My experience with The Beckett Collection was better than I ever imagined it to be, and is one of the defining moments in my academic study that I will always recall when I think of my time as a student. In the first few weeks we visited the collection as a seminar group, with our tutor, and were introduced to the material available for the study of Beckett. At the time we were studying Beckett’s first novel, Murphy, and so the collection granted us access to view copies of the original notebooks that Beckett wrote Murphy in. To my amazement his notes spanned five full notebooks (much longer than the finished product) and the very first notebook contained only the first paragraph of the finished novel, revised and revised across each page. It was truly incredible to be witnessing Beckett’s own personal notes and drawings, and to be privy to something as personal as his thought process when writing. This interaction with the collection made such an impression on me that I decided immediately that I would return and use the material for my assessed essay. I wrote my essay on presence and absence within Not I and Footfalls, two of Beckett’s later short plays, and used the collection to aid my argument. The following is a small example of how I used the research in my essay:
‘The importance of ‘birth’ to Mouth’s narrative is suggested in an earlier draft of the play (Samuel Beckett, Not I, Manuscript, Reading University Library, MS 1227/7/12/5, p. 1.) in which Mouth’s first words are: ‘..birth…into this world…this world.’ Beckett’s decision to make the alteration of ‘birth’ to ‘out’ in the final text, though perhaps less explicit in resolute meaning, seems to paradoxically fortify the idea that birth is Mouth’s main presence. Instead of Mouth saying ‘birth’, it experiences birth, bringing words into being.’
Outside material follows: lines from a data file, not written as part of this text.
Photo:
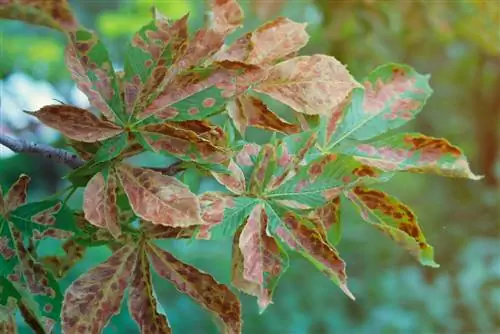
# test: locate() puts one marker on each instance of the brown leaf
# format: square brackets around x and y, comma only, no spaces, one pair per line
[93,298]
[158,198]
[309,84]
[53,14]
[248,110]
[16,196]
[235,182]
[99,203]
[142,303]
[227,16]
[203,288]
[76,123]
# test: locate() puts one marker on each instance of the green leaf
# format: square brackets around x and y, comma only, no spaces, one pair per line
[88,61]
[415,153]
[387,214]
[392,96]
[46,218]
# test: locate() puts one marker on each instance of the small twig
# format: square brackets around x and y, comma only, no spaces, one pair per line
[47,151]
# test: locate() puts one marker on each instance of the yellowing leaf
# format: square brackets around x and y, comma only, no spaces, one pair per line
[99,203]
[394,219]
[16,196]
[200,286]
[312,85]
[234,182]
[76,123]
[227,16]
[94,297]
[142,302]
[158,198]
[53,14]
[247,110]
[263,261]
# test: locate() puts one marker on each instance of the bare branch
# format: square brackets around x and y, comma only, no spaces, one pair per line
[67,157]
[47,151]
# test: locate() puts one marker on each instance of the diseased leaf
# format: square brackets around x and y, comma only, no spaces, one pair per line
[200,286]
[234,182]
[393,94]
[151,52]
[179,140]
[263,260]
[247,110]
[268,43]
[327,221]
[93,298]
[54,14]
[16,196]
[90,67]
[226,17]
[142,302]
[415,153]
[158,198]
[313,85]
[49,218]
[76,123]
[395,219]
[100,202]
[293,231]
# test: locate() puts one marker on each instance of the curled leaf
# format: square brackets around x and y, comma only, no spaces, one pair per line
[93,298]
[394,219]
[158,198]
[200,286]
[76,123]
[313,85]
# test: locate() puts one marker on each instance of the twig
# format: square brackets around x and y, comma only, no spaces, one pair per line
[47,151]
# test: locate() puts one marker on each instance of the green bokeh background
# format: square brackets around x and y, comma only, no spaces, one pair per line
[458,43]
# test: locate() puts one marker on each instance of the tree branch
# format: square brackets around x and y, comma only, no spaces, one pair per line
[66,157]
[46,151]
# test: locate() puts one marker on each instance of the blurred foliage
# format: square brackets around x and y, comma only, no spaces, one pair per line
[458,43]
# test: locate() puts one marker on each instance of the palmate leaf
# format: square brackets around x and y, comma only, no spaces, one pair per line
[204,289]
[258,261]
[312,85]
[158,198]
[394,219]
[247,110]
[393,94]
[413,152]
[142,303]
[53,14]
[91,68]
[93,298]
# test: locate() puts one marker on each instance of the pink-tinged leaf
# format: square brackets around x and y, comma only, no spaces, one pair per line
[54,14]
[248,110]
[179,139]
[416,153]
[226,17]
[263,261]
[312,85]
[309,242]
[76,123]
[272,41]
[90,66]
[234,182]
[158,198]
[203,288]
[94,297]
[394,219]
[266,9]
[16,196]
[99,203]
[142,302]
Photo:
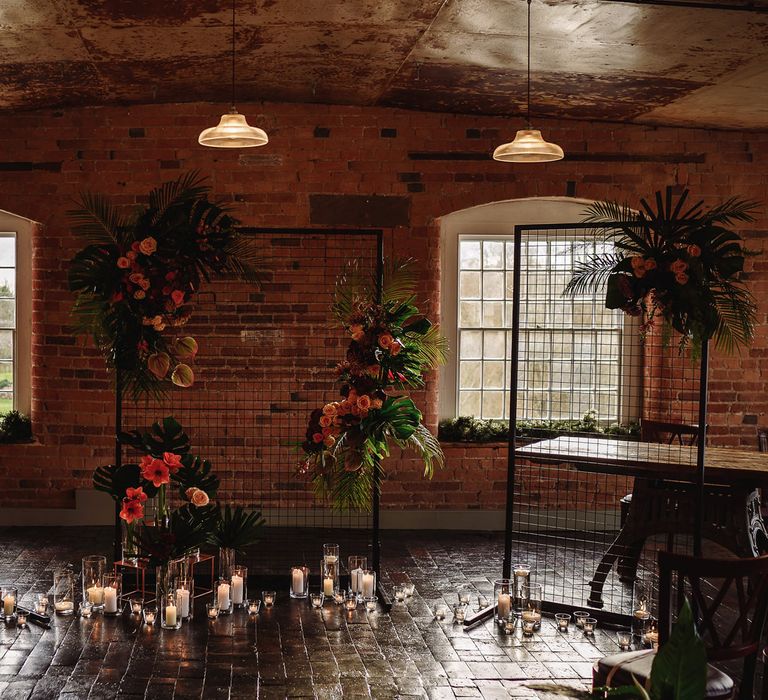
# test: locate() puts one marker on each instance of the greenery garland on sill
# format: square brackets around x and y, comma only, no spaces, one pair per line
[137,275]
I found the process of studying the original manuscripts, and seeing how Beckett constructed his works, to be not only helpful in assembling my own argument about the text, but also in gaining a wider understanding of Beckett’s works in relation to each other. I feel incredibly lucky and fortunate to have been able to experience The Beckett Collection; it augmented my passion for Beckett, for academic study, and it reminded me of the reason why I chose to study literature in the first place.